Question de M. BALARELLO José (Alpes-Maritimes - U.R.E.I.) publiée le 31/10/1991

M. José Balarello attire l'attention de Mme le Premier ministre sur la lenteur excessive mise par toutes les administrations de l'Etat pour appliquer les dispositions de la loi n° 82-1021 du 3 décembre 1982, relative au règlement de certaines situations résultant des événements d'Afrique du Nord, de la guerre d'Indochine ou de la Seconde Guerre mondiale, modifiée par la loi n° 87-503 du 8 juillet 1987, relative à certaines situations résultant des événements d'Afrique du Nord.
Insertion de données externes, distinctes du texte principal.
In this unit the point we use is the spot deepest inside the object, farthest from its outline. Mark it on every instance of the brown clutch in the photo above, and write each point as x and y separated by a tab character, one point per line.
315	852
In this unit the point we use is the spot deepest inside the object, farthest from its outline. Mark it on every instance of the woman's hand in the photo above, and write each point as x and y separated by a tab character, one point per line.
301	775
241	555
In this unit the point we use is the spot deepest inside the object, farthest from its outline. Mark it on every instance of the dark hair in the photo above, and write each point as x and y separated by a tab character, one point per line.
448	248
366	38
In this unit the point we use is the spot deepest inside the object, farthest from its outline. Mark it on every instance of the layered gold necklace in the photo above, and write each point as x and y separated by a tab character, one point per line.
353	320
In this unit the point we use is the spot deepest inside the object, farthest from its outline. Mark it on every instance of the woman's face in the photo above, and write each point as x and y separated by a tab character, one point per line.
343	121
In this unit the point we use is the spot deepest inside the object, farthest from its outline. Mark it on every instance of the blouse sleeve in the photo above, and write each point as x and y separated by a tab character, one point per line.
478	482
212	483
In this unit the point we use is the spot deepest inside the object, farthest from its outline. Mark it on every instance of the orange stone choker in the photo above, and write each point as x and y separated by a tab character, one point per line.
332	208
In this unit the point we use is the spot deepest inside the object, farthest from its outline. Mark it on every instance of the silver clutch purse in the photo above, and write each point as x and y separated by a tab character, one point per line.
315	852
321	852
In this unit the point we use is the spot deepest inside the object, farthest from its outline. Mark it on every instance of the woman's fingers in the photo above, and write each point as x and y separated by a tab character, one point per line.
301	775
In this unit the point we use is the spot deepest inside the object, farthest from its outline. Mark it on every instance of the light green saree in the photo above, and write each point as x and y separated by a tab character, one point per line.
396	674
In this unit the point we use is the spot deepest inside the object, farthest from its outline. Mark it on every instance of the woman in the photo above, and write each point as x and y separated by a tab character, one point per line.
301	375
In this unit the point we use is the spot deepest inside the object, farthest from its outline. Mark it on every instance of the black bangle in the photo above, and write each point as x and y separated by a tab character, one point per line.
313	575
Cette loi permet enfin la réparation des préjudices de carrière subis par les agents de l'Etat, des collectivités locales ou des services concédés du fait de la Seconde Guerre mondiale. Ces préjudices de carrière ont été réparés depuis plus de quarante ans pour leurs collègues métropolitains, pour la plupart revenus de captivité. Des commissions de reclassement fonctionnant sous l'autorité d'un conseiller d'Etat ont examiné à ce jour près de 2 000 dossiers sur les 4 000 présentés, mais les difficultés rencontrées par les anciens combattants rapatriés se situent en amont et en aval des commissions de reclassement. En amont, près de 2 000 dossiers attendent, parfois depuis huit ans, dans les administrations gestionnaires, ce qui est particulièrement choquant pour la démocratie. Seules des instructions impératives du Premier ministre permettraient d'obtenir enfin le respect de la loi. En aval des commissions, alors que lesdites commissions de reclassement ont, à ce jour, émis 211 avis favorables à des reclassements et envoyés 305 dossiers pour nouvelle étude, seuls 20 sur plus de 500 ont abouti à la rédaction d'un arrêté de reclassement. Il lui demande en conséquence de bien vouloir donner les instructions nécessaires aux membres du Gouvernement pour que la loi du 3 décembre 1982, modifiée par la loi du 8 juillet 1987, saluée à l'époque comme un geste de réconciliation nationale, soit enfin respectée par des administrations dont le devoir essentiel est d'appliquer les lois de la République.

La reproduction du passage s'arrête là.